Abstract
Introduction:
Streptococcus pneumoniae in asymptomatic manner colonize the mucous membranes of the nasopharynx of children and adults, but can cause serious illness in the media which are naturally sterile. In 5-40% of healthy population this bacteria colonize the nasopharyngeal mucosa thanks to the surface adhesin protein, which allow the bacteria to attach to the epithelial cells. The normal nasopharyngeal microflora retains pneumococcus in a small number and does not allow it to express its pathogenic potential and cause disease. If this dominance of the normal microflora is violated, after adherence and local duplication, pneumococcus can spread to the middle ear, sinuses or lungs.
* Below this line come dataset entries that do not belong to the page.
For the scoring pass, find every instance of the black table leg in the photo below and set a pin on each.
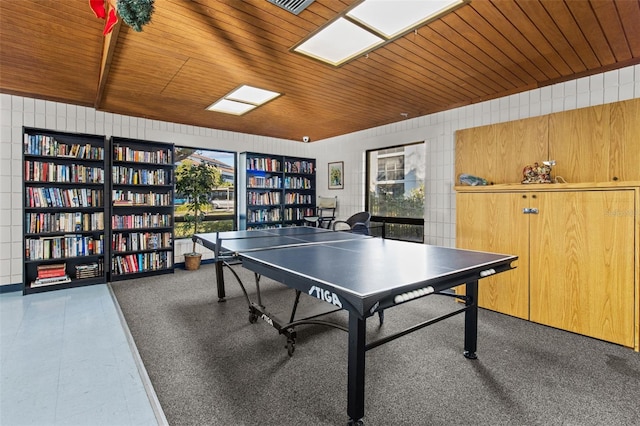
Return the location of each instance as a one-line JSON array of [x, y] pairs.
[[355, 374], [220, 281], [471, 321]]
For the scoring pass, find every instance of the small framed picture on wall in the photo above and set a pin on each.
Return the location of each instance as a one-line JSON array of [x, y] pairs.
[[336, 175]]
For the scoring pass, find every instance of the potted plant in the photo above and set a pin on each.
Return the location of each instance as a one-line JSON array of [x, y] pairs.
[[195, 182]]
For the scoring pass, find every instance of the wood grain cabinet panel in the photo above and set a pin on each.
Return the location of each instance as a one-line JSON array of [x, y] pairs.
[[577, 264], [624, 152], [582, 263], [579, 143], [494, 222], [499, 152]]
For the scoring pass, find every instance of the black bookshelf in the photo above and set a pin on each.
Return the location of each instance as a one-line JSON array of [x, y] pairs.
[[64, 210], [275, 191], [141, 208]]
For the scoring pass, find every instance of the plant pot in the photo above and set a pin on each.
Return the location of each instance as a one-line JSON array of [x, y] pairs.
[[192, 261]]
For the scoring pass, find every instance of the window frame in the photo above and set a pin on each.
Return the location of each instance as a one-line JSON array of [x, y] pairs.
[[381, 230]]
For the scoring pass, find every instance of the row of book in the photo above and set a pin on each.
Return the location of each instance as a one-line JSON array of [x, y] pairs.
[[49, 146], [56, 273], [63, 246], [39, 171], [264, 215], [63, 197], [137, 241], [263, 164], [125, 153], [264, 182], [130, 198], [297, 198], [263, 198], [299, 167], [130, 176], [63, 222], [297, 214], [90, 270], [141, 262], [144, 220], [297, 183]]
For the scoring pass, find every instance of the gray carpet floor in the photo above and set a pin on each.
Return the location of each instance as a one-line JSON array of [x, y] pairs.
[[210, 366]]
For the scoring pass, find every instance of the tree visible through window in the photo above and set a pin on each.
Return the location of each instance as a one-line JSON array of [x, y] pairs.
[[395, 193], [220, 211]]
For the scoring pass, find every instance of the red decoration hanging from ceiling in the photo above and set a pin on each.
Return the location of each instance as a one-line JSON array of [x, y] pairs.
[[98, 7]]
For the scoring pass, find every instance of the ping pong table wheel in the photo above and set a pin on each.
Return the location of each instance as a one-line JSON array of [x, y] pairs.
[[470, 355], [291, 346]]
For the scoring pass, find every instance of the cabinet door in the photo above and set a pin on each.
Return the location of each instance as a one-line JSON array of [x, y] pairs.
[[579, 143], [624, 152], [494, 222], [582, 263]]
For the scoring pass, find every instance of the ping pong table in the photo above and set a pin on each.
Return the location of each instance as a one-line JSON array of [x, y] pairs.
[[360, 274]]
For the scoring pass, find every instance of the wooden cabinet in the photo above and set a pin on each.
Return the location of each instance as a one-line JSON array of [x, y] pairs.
[[494, 222], [582, 263], [577, 266], [499, 152], [579, 143], [594, 144], [64, 210], [624, 133]]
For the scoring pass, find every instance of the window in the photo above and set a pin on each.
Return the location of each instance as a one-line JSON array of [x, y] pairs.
[[220, 214], [395, 191]]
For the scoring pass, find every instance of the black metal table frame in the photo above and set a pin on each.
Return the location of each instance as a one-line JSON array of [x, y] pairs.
[[357, 344]]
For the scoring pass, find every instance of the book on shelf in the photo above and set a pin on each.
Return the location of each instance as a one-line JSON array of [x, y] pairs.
[[54, 270], [40, 282], [89, 270]]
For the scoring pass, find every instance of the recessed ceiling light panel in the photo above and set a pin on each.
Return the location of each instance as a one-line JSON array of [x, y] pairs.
[[392, 18], [368, 25], [231, 107], [339, 42], [252, 95], [242, 100]]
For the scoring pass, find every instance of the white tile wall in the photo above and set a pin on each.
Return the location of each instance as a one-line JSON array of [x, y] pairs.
[[437, 130]]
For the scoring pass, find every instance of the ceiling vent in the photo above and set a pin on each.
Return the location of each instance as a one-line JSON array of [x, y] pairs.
[[293, 6]]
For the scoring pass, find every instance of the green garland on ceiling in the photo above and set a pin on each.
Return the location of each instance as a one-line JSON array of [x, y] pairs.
[[135, 13]]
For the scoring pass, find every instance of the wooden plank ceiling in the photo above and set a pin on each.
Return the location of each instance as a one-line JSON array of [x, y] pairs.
[[194, 52]]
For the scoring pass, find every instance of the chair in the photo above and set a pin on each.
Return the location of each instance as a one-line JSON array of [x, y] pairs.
[[325, 213], [358, 223]]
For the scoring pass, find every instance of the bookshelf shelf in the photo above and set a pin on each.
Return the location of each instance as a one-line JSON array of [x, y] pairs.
[[275, 191], [141, 208], [64, 210]]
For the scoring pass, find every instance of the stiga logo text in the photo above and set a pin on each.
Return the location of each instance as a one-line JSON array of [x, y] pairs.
[[325, 295]]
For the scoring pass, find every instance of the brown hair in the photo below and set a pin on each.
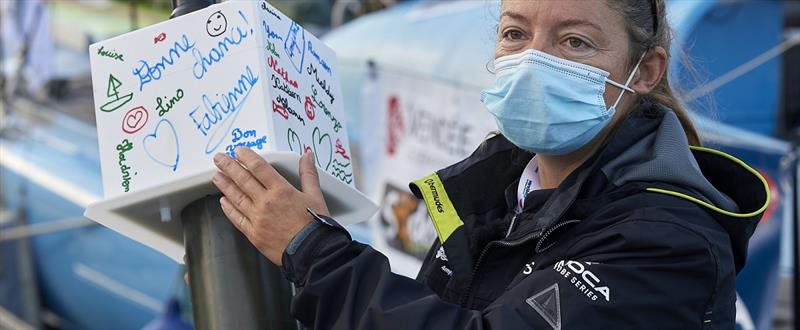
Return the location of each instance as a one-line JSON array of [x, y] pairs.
[[647, 26]]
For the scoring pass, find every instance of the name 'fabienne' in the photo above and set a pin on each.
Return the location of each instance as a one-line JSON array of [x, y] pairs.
[[216, 112]]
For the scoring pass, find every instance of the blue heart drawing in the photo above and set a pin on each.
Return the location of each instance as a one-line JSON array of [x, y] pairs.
[[162, 154]]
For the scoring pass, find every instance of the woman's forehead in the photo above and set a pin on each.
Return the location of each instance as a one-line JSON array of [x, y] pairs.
[[590, 13]]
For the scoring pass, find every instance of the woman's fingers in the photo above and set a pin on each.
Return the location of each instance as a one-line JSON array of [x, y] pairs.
[[237, 218], [259, 168], [244, 180], [232, 192]]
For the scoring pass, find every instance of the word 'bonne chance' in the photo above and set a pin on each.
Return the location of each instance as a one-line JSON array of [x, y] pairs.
[[216, 54]]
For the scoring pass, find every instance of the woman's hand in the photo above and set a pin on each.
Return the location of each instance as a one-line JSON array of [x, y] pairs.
[[259, 202]]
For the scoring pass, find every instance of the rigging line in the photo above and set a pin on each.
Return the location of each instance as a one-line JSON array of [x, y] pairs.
[[741, 70]]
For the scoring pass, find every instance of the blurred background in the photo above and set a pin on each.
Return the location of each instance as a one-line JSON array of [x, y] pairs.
[[411, 72]]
Colonization is more common in children than in adults.
Goal:
The goal of this study was to determine the prevalence of the carrier state and susceptibility of pneumococcal strains that circulate in the outpatient population of Sarajevo Canton as a potential source of infection.
Material and methods:
In the microbiological laboratory of the Institute of Public Health of Canton Sarajevo in the period from July 1, 2013 until April 15, 2014 were analyzed swabs of the nose and nasopharynx, eye and ear from a total of 4109 outpatients. Swabs were inoculated on blood agar nutrient medium. Then was performed catalase test, preparation by Gram and susceptibility test on Optochin. Isolates positive for S. pneumoniae were subjected to in vitro assays to investigate the antimicrobial susceptibility/resistance.
Results:
Out of 4109 analyzed swabs the pneumococcus positive was 180 (4.38%). Of these, 137 (76.11%) nasal and nasopharyngeal swabs, 33 (18.33%) of the eyes and 10 (5.56%) ear. The highest number of positive swabs were isolated in children aged 6 years and less, a total of 168 (93.33%), in children aged 7-13 years were positive 7 (3.89%), while among respondents aged 14-20 years only 5 (2.78%).
Conclusions:
The most common site for isolation of pneumococci is the nose and throat, and the most common carriers of these bacteria are children under 6 years of age. Determining the prevalence of the carrier state contributes to the improvement of preventive measures to reduce the risk of infection and possible sequels.
Keywords: pneumococcus, carriage, prevalence, Optochin
1. INTRODUCTION
Streptococcus pneumoniae (pneumococcus/diplococcus) is a gram positive aerobic bacteria. Although part of the normal microflora of the respiratory tract it is a potential cause of many diseases. Primarily by its invasiveness pneumococcus causes various diseases (1).
It is an obligate parasite in the human body, and it is found in the nasopharynx of healthy people as one of the most important pathogens in humans. In most people, the colonization is asymptomatic and does not cause the disease (2,3). In 5-40% of healthy individuals these bacteria first colonize the mucous membranes of the nasopharynx where the essential role has surface protein adhesins, so that they bind bacteria to the epithelial cells. The normal nasopharyngeal microflora maintains pneumococcus at low levels and it does not enable it to present its pathogenic potential and the development of the disease. In the event of disruption of the normal microflora, after adherence and local duplication, pneumococcus can spread to the middle ear, sinus or lung alveoli which is being phagocytosed and entered in the lung tissue. At these locations it causes severe inflammatory reaction, survives intracellularly and spread from the place of primary infection, enters the bloodstream and causes sepsis and meningitis. The migration of the bacteria into the lower parts of the respiratory tract can be prevented if the bacteria is surrounded by the mucus of the respiratory tract and removed by the action of ciliated epithelial cells. Bacteria resist wrapping process mucus producing secretory IgA protease pneumolysin. Pneumolysin binds cholesterol host cell membranes to form pores. This activity can destroy ciliary epithelial cells phagocytes. Pneumococci have the ability to survive in phagocytes and capsules due to pneumolysin which inhibit the oxidative processes that is essential for the process of phagocytosis of pathogens (5). In children and adults, especially the elderly it causes pneumonia, in children otitis media, acute purulent meningitis and is a host of other infections in all ages. During the winter and spring up to 70% of children living in closed collectives (kindergartens, child care centers, preschools and schools) are colonized with pneumococcus, and percentage of decreases in adults is only 1-10%. Colonization is more common in children than in adults, but it is more common in adults who live with children (2,4,6).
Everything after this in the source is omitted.